WHERE: Nazca Desert, Peru

Hundreds of shapes and animals are carved into the high, dry, desert plateaus south of Lima. Most are massive—the largest spans nearly 1,200 feet across—but because they are so large in scale, they can be hard to see from the ground. The Nazca Lines, created between 500 BC and 500 AD, are a favorite example for pseudoarchaeologists because the only way to see the complete picture is from above. And if early Peruvian people didn’t fly, why make an image that can only be seen from the air? Obviously these geoglyphs must have been created by beings with flying machines, and since no one on Earth had planes or helicopters in ancient times, the artists must have been aliens. There’s just one major flaw to the theory (okay, there are several major flaws): all you have to do to get a view of the massive designs is walk up into the nearby foothills. While archaeologist can’t always agree on what the exact purpose of the lines was, they all agree that attributing these works to aliens diminishes the very real, very provable achievements of the world’s earliest complex civilizations.

INSIDER TIPOne fringe theory about the Nazca Lines developed by Jim Woodmann suggests that the Nazca people built hot-air balloons to observe the geoglyphs. He even made his own hot air balloon out of historical materials to test the hypothesis. His balloon flew, but to date, no evidence has been found that confirms that the Nazca used this technology.

 

14 OF 15

Teotihuacán

WHERE: Mexico City, Mexico

In 2015, Mexican archaeologists at the ancient city of Teotihuacán outside Mexico City discovered traces of mercury beneath the site’s famous Temple of Quetzalcoatl. Speculation abounds as to what the quicksilver was doing in chambers beneath the temple but the least well informed comes from pseudoarchaeologist Frank Joseph. Because mercury was already being manufactured in Europe prior to its use at Teotihuacán, Joseph believes that the indigenous people of Mexico must have been taught about the element by white saviors from the civilized world. Oh, and quicksilver found at a mausoleum in China (actually it hasn’t technically been found but readings taken above the mausoleum indicate it’s somewhere underground), that too must have been the result of European technologies brought to the Far East in ancient times. Does Joseph offer any evidence to support his hypothesis, I mean, besides the fact that he thinks non-white Europeans are incapable of independently identifying and using mercury? He does not … probably because there is none.

15 OF 15

Visočica and Plješevica Hills

WHERE: Visoko, Bosnia and Herzegovina

If you squint real hard, you might notice that two large hills just north of Sarajevo in Bosnia and Herzegovina look a bit like man-made pyramids. Sam Osmanagich, a Bosnian-American businessman, certainly does.

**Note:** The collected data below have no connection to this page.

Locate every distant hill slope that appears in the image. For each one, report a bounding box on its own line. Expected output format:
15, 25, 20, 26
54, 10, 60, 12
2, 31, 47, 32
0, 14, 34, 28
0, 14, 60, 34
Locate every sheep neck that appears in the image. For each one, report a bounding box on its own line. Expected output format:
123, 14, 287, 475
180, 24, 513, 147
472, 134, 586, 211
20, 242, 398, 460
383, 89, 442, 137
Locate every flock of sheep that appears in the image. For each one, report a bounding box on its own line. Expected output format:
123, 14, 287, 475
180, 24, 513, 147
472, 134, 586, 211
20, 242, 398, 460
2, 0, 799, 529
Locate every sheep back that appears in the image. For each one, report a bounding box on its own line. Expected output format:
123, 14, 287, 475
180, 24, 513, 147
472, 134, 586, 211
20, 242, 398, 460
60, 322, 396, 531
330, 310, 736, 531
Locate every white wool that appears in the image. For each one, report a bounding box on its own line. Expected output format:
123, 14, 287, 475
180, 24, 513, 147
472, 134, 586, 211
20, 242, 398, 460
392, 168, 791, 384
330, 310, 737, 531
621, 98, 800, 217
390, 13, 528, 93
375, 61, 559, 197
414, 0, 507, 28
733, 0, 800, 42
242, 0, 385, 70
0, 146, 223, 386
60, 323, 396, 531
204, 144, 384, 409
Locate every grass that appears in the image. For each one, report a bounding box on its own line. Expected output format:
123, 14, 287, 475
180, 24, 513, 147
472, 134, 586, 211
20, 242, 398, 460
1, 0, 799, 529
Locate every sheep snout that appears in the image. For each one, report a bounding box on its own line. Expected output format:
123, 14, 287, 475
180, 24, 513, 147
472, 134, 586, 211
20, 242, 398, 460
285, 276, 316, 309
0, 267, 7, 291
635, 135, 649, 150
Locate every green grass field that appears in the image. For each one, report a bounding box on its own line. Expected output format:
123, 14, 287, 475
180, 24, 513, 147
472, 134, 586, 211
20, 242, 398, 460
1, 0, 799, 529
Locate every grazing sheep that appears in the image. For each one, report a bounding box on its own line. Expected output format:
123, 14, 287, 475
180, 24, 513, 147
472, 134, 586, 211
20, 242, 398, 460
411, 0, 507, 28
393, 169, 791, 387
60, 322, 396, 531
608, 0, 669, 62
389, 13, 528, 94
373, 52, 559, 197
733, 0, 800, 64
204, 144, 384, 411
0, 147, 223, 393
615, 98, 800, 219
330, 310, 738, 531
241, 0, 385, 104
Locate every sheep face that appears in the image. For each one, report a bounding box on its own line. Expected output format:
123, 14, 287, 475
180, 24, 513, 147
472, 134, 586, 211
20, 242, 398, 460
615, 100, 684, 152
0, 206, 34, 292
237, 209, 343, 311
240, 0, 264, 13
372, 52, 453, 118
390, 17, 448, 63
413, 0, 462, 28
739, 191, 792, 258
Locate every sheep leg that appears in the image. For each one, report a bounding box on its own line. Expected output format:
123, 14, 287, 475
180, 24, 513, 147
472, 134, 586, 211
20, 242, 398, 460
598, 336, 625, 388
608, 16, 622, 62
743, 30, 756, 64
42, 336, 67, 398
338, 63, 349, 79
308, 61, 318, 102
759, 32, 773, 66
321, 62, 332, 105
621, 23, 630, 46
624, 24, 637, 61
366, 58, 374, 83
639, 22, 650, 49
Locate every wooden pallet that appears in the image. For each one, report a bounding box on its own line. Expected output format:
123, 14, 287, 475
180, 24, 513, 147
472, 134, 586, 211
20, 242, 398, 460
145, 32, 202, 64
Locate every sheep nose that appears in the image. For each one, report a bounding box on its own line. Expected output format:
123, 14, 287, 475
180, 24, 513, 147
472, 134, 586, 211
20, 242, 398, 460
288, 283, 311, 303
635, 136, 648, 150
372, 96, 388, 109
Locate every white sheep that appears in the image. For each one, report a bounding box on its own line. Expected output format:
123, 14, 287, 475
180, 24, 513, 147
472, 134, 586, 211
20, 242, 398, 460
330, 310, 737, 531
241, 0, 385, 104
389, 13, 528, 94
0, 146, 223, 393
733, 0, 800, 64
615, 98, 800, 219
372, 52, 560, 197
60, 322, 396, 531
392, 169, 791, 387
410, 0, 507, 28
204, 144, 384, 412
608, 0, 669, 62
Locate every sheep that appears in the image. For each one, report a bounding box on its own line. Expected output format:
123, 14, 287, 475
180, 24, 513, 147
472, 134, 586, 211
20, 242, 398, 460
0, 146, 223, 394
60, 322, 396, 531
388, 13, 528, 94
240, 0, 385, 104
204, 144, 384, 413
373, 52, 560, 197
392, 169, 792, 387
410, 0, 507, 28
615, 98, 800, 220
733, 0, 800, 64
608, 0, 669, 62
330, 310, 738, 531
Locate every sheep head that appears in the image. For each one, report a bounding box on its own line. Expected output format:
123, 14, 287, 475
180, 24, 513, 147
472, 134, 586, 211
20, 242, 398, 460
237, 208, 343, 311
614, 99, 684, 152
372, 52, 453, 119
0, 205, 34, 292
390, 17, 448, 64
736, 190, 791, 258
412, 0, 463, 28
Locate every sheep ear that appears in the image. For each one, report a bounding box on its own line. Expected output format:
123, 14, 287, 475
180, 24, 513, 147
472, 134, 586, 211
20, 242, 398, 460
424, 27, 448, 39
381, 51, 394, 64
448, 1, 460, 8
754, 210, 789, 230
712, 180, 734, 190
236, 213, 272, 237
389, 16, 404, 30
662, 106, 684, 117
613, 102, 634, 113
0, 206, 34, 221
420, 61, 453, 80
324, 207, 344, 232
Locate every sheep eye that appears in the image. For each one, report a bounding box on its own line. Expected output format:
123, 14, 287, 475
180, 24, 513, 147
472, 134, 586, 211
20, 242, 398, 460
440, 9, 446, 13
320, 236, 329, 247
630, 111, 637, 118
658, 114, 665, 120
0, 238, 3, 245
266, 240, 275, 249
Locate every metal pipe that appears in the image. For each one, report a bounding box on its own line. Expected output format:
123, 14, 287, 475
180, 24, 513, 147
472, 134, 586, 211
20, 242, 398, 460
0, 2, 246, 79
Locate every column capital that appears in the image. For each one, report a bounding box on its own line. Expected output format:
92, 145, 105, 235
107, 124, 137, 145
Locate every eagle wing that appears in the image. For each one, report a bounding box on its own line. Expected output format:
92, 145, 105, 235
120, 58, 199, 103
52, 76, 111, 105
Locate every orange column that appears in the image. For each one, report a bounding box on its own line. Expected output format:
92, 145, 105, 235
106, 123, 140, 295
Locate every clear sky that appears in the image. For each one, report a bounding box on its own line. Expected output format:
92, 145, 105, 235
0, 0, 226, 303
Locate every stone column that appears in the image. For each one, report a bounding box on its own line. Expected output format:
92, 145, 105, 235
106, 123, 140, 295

Since 2005 he’s been claiming that the hills of Visočica and Plješevica are ancient pyramids, the largest on Earth, built 34,000 years ago by the Illyrians, a Balkan ethnic group who lived around the 4th century BC. The date he assigns the pyramids is beyond ridiculous; 34,000 years ago humans hadn’t even developed agriculture yet, let alone were they building massive pyramids. Osmanagich even conducted excavations on the hills in 2006 in an attempt to prove his hypothesis. Ever since then, he has been not so secretly reshaping Visočica to look more and more man-made. The scientific community wants nothing to do with this dude, and the European Association of Archaeologists has called Osmangich’s work a “cruel hoax,” but the businessman hasn’t paid the naysayers much heed. In 2016, Osmangich completed an “archaeological park,” Park Ravne 2, on top of one of the hills where he holds meditation sessions inside for around 5,000 suckers a year.